ところで、この種の裁判外の交渉ないし示談の交渉は交通事故に関する紛争の解決策としてむしろ通常の現象なのであるから、これに要した費用は、それが事件の性質経過にてらし相当な範囲内のものであるかぎり、事故による損害としてその賠償を請求できると解すべきである。前記認定の事実に徴すると本件事故に関する交渉は郵便による請求等では到底らちがあかなかつたものと考えられるから、原告が直接交渉のため長野から上京する必要があつたというベきであるし、当時事故による負傷から未だ癒えず、知識・能力にも自信のない原告が信頼する人物に同行してもらつたことも、また交渉が長びいて上京が二度になり、その間三泊したことも前記事情のもとではやむをえなかつたと認められる。従つてこれに要した交通費・宿泊費は結局原告が本件事故のため支出をよぎなくされた損害とみるべきである。もつとも、本判決が認容する賠償額は原告が裁判外で請求した額の約五割にすぎないから、もし被告が当初から責任を認めて賠償の実意を示し、ただ金額の面で折合いがつかなかつたというのであれば、交渉費用の全部または一部は原告自ら負担すべきものであるが、本件では右のような事情は何もうかがわれない。ただし、第一回上京時における二名もの同行者の必要は認められないから、うち一名分の費用金二、七三六円を前記諸経費から控除した残額金一七、一〇四円について、原告は被告に賠償を求め得ると解すべきである。

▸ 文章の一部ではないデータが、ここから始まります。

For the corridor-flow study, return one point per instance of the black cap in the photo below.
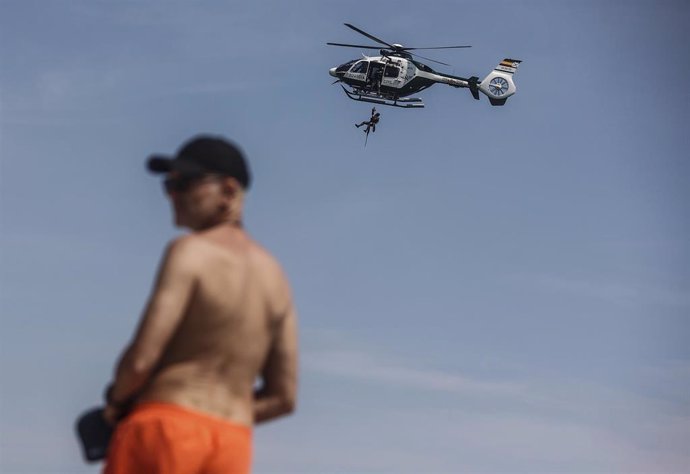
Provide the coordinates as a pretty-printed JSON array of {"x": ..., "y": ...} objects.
[{"x": 205, "y": 154}]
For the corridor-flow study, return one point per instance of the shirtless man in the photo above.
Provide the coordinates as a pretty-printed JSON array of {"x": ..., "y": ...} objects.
[
  {"x": 220, "y": 316},
  {"x": 371, "y": 123}
]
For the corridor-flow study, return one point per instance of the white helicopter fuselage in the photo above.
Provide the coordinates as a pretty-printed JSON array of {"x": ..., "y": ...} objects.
[{"x": 384, "y": 79}]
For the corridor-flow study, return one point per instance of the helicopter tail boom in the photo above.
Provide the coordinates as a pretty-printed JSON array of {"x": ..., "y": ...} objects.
[{"x": 498, "y": 85}]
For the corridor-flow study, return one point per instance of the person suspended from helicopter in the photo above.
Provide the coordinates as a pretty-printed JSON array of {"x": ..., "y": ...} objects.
[{"x": 371, "y": 123}]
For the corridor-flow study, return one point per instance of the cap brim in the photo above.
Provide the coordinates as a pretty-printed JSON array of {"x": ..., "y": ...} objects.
[
  {"x": 166, "y": 164},
  {"x": 159, "y": 164}
]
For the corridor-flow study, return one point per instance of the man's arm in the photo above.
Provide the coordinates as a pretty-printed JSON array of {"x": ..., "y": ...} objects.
[
  {"x": 167, "y": 304},
  {"x": 278, "y": 394}
]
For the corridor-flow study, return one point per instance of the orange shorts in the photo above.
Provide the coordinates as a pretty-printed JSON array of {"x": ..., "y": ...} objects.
[{"x": 163, "y": 438}]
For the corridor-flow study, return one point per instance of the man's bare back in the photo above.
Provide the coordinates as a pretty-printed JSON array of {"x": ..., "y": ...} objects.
[
  {"x": 220, "y": 319},
  {"x": 239, "y": 302}
]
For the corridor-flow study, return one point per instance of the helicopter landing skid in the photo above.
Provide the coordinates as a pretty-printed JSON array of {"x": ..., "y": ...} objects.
[{"x": 405, "y": 103}]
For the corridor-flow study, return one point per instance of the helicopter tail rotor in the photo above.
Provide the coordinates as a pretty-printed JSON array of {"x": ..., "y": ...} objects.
[{"x": 498, "y": 85}]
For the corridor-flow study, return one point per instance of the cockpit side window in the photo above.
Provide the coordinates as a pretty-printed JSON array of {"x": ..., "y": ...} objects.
[
  {"x": 391, "y": 71},
  {"x": 345, "y": 67},
  {"x": 360, "y": 67}
]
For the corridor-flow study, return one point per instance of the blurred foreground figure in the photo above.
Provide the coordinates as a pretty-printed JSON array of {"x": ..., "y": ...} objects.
[{"x": 220, "y": 316}]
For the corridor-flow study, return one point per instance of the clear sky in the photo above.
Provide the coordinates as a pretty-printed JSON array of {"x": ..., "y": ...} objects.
[{"x": 481, "y": 289}]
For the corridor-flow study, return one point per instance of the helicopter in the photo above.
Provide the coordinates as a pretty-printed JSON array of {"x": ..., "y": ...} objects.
[{"x": 390, "y": 78}]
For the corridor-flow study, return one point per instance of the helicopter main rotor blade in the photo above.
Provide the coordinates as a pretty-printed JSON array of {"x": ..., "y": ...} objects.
[
  {"x": 429, "y": 59},
  {"x": 438, "y": 47},
  {"x": 354, "y": 45},
  {"x": 372, "y": 37}
]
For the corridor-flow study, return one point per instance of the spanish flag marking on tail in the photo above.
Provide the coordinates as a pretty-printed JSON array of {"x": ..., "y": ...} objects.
[{"x": 508, "y": 65}]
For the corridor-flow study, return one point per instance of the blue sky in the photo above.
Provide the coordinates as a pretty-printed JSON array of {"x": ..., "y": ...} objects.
[{"x": 481, "y": 289}]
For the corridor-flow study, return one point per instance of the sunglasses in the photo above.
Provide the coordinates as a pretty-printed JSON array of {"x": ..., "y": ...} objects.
[{"x": 184, "y": 182}]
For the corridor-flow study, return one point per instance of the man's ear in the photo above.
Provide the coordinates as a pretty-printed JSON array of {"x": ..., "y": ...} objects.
[{"x": 230, "y": 186}]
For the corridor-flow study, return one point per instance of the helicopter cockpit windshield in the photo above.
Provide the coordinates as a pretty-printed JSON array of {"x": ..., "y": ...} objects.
[{"x": 360, "y": 68}]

四、以上の事実によれば、被告は本件事故による損害の賠償として、原告に対し三(1) ないし(3) の合計金三七七、二九四円およびこれに対する損害発生後である昭和三九年八月一六日以降支払ずみまで民法所定年五分の割合による遅延損害金を支払う義務がある。原告の請求は右の限度で理由があるから認容し、その余は失当として棄却し、訴訟費用の負担につき民事訴訟法八九条、九二条、仮執行の宣言につき同法一九六条を適用して主文のとおり判決する。